Cancer Detection with Abnormal Chromosome Levels using Machine Learning

Update March 15, 2022: Summarising the work in an article.

There were over 18 million new cancer cases around the world in 2020, and close to 10 million people died of the desease during the same year. Many cancers can be cured if detected early and treated effectively. Thus, the ability to early detect cancer in the body through a simple blood test has the potential to save millions of lives.

In this article, we will use a publicly available dataset and attempt to improve the results obtained by a research team at Johns Hopkins University. This is the link to their publication.

The approach we will take is as follows; after initial data inspection and split into train and test sets, we will apply data transformation according to the publication before visualising it to verify that the transformation is correct. We then use the entire dataset (no split into train and test sets), apply the transformations before training and evaluating several models. By splitting up the data visualisation and model training steps like this, it will be easier to get a good understanding of how the transformations affect the data.

Furthermore, after correspondence with the research team, we'll train models on both the entire dataset using all the columns, as well as on only the Aneuploidy column.

Feature set 1: Aneuploidy, Mutation, AFP, CA-125, CA19-9, CEA, HGF, OPN, Prolactin and TIMP-1
Feature set 2: Aneuploidy

Data Exploration and Cleaning

The data consists of only 1695 samples. 883 of these belong to patients with nonmetastatic cancer (non-null AJCC Stage) while 812 are healthy controls, as displayed below.

We note that there are 564 NULLs in the Aneuploidy column as well (1695-1131=564).

Another way, perhaps more visually attractive, of displaying missing values is through a plot. This also has the inherit advantage of showing us in which rows the values are missing.

Above plot makes it visually quite clear that there are only missing values in the Aneuploidy and Mutation columns. Some algorithms will have problems dealing with missing values and they will thus be replaced with zeros.

Next, remove the patient and sample ID columns, clean up the column names and convert the tumor type column Tumor type into integer to facilitate further analysis. We'll end up with something like this.

Although we will display the distribution of each column more in detail soon, we can start by calculating some descriptive statistics to get an initial feeling for the data.

Split into train and test sets and apply transformation

The data is split 80:20 into train and test sets while maintaining the same class distribution as in the original dataset.
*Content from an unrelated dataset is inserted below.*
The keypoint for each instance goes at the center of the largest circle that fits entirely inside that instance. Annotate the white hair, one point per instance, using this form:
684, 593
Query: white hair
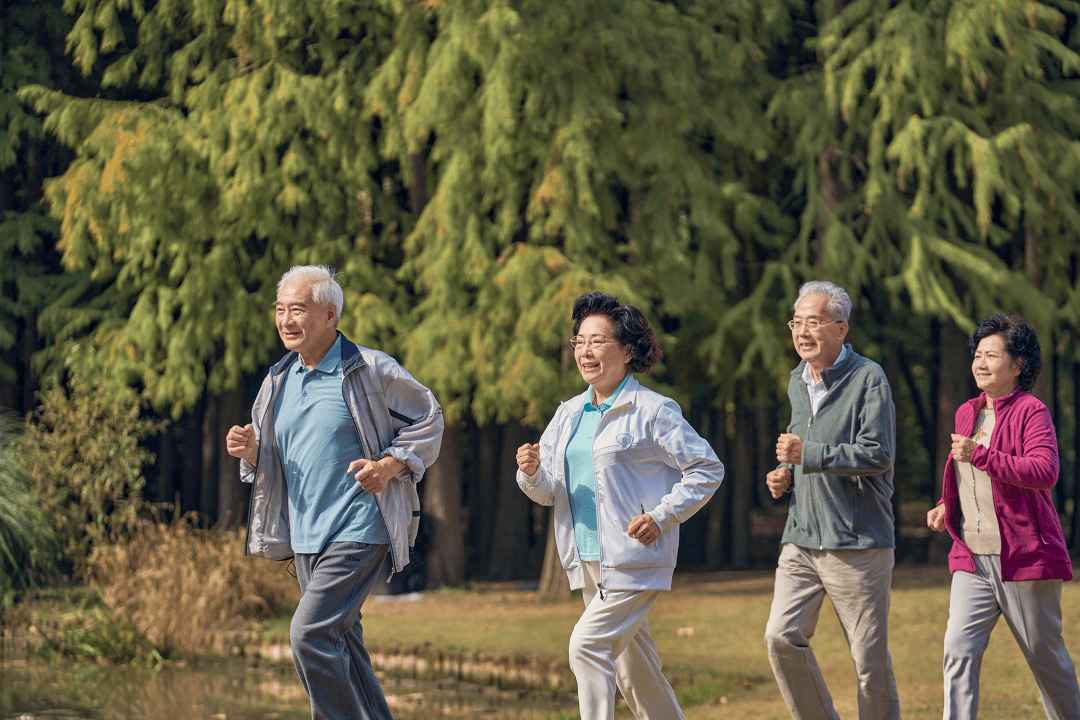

To account for variations in the lower limits of detection across different experiments, the researchers found the 90th percentile feature value in the healthy training samples. They then found any feature value below that threshold and set all values to the 90th percentile threshold. This transformation was done for all training and testing samples on the Aneuploidy scores, somatic Mutation scores, and protein concentrations.

There are no such default transformation classes in Scikit-learn, and we will thus have to create this logic ourselves as displayed below.

Custom data transformation class.

Once we've applied this transformation to both the train and test sets we can move forward by visualising the results.

Visualise the data

Visualise the data before and after applying the transformation to verify that it looks reasonable. In the plot below, the left side displays the original dataset before the transformation while the right side displays the data after applying the transformation. The right side also depicts the difference between the train (light blue) and test (light orange) set splits.

Histogram before and after transformation.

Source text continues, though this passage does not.